New technology for England's attic
The V&A needed to find a new way of engaging visitors in the British Galleries.
Provide a series of interactive kiosks that would allow access to the collection in an enlightening and educational way.
Besides the BAFTA nomination, the project received numerous citations and awards, including a Silver in Interactive Media Design from ID Magazine.
The Victoria & Albert Museum was awarded a Heritage Lottery grant in 1999 to re-develop the British Galleries. With over £35m raised, this was to be the single largest re-development undertaken by the Museum in the last 150 years.
The Victoria & Albert Museum, the venerable London institution affectionately known as “the nation’s attic”, needed to get visitors excited about new educational materials.

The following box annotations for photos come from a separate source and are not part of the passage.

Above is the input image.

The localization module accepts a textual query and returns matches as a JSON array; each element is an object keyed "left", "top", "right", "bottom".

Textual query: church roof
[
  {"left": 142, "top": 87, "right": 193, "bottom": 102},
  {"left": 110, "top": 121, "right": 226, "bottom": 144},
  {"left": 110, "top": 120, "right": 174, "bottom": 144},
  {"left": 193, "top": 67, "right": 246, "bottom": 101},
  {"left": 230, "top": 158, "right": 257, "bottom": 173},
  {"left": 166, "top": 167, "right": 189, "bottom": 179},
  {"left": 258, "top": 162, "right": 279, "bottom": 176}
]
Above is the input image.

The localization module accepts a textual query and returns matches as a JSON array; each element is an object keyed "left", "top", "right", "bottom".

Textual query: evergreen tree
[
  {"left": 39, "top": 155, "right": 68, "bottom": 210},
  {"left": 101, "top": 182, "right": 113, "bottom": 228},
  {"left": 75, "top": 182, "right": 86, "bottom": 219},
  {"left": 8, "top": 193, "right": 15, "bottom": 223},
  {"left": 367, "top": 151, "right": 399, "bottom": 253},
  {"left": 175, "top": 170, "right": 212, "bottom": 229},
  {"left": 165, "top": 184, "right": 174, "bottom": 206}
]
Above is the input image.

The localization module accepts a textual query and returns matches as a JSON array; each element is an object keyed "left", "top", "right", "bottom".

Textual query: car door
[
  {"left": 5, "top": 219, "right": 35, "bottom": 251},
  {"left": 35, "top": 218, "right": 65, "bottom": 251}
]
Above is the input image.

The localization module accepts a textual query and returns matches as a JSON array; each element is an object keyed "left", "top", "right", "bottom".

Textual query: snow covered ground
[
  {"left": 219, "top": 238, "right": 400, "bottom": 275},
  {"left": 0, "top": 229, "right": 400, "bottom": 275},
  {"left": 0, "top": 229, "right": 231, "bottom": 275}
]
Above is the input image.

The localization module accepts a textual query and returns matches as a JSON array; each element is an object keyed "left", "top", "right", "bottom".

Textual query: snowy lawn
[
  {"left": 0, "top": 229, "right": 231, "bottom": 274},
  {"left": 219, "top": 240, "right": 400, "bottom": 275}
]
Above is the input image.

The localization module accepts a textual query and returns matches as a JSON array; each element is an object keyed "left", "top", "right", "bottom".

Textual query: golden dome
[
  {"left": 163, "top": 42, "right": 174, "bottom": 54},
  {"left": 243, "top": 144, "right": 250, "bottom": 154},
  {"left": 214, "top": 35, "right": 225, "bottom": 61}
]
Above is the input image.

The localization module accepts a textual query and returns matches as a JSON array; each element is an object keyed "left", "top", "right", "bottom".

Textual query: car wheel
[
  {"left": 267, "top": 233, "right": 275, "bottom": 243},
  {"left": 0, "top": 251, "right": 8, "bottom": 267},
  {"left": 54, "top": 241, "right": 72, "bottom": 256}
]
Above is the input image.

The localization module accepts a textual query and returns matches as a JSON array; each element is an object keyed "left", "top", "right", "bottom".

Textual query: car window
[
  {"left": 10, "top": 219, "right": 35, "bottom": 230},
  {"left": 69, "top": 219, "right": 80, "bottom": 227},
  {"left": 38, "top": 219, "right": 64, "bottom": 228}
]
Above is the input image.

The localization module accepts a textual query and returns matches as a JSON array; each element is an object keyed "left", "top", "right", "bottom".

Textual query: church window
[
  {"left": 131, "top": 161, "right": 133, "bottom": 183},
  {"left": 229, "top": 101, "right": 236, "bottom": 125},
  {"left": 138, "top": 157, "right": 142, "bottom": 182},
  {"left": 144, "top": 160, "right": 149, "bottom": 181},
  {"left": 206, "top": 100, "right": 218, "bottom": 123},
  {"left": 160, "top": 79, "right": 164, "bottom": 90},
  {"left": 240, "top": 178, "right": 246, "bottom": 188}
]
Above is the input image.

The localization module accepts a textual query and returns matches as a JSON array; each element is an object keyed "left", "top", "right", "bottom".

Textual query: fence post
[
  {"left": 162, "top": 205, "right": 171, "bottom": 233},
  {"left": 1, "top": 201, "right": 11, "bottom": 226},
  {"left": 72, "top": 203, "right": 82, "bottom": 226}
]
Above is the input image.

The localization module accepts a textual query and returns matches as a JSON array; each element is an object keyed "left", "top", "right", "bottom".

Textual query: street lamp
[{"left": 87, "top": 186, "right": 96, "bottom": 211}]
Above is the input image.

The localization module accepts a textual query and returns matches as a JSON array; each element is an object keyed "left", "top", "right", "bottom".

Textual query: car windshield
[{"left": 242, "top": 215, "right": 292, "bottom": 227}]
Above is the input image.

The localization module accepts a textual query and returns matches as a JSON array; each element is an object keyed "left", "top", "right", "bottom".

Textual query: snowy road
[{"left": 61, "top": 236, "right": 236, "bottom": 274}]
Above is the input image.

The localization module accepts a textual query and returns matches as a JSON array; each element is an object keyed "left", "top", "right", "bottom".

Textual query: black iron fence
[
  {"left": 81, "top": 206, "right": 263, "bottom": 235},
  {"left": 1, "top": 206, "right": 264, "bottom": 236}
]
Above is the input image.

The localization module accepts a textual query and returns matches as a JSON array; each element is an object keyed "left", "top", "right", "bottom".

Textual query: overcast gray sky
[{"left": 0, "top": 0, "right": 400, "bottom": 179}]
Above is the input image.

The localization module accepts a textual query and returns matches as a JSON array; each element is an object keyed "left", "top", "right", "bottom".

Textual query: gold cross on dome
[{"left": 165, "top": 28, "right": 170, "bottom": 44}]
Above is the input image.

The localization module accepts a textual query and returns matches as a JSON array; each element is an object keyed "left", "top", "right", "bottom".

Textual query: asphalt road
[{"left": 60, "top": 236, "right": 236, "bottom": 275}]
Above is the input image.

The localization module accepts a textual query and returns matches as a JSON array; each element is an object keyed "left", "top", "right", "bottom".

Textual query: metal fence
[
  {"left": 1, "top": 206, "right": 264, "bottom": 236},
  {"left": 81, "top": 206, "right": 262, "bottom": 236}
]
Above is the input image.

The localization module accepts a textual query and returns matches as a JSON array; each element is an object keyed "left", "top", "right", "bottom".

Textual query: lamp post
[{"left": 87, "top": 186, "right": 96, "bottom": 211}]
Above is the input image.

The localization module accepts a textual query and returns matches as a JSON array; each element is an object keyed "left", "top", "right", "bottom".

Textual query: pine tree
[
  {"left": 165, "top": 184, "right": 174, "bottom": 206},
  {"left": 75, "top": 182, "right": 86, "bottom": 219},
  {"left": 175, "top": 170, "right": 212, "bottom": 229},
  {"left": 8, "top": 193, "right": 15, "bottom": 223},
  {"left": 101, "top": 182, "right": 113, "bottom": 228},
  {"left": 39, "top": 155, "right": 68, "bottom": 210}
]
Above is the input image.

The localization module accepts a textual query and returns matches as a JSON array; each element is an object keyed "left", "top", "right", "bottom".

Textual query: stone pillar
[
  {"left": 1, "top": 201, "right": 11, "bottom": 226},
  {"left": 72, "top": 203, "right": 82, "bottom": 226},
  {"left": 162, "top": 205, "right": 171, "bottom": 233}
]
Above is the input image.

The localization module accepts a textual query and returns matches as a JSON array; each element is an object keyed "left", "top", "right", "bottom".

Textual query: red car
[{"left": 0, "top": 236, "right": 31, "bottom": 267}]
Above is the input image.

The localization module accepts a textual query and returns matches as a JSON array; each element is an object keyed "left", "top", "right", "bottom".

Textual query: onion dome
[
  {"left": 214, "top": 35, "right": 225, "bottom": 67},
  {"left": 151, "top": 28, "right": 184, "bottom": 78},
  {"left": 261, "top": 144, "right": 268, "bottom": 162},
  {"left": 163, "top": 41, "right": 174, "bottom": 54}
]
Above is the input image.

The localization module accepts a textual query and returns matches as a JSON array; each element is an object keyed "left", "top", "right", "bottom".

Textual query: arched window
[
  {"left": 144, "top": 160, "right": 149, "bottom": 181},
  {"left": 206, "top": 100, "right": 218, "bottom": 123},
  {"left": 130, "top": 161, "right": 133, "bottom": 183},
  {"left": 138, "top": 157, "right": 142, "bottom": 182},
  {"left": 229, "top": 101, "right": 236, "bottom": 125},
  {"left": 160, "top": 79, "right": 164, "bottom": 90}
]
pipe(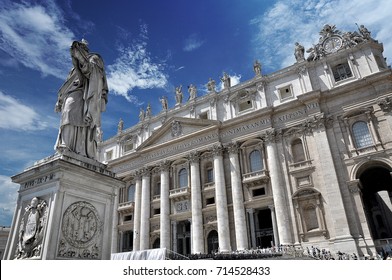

Museum curators wanted to ensure that educational goals would be delivered via engaging and entertaining means. The design team responded by developing a suite of multi-media solutions that could be deployed throughout the museum on interactive kiosks.
Interactive opportunities were extracted from the vast educational content accessible to the museum. Concept prototypes were extensively tested by the V&A, using a range of audience types within a mocked-up British Galleries environment. The kiosks directly addressed latent user need for more entertaining museum experiences, whilst ensuring pedagogical integrity for the V&A. They dramatically improved the experience of visitors to the galleries, garnering critical praise on the way
The project received a BAFTA nomination for the “Best Use of Multimedia for Education Purposes” and The Times described the interactives as “genuinely illuminating.”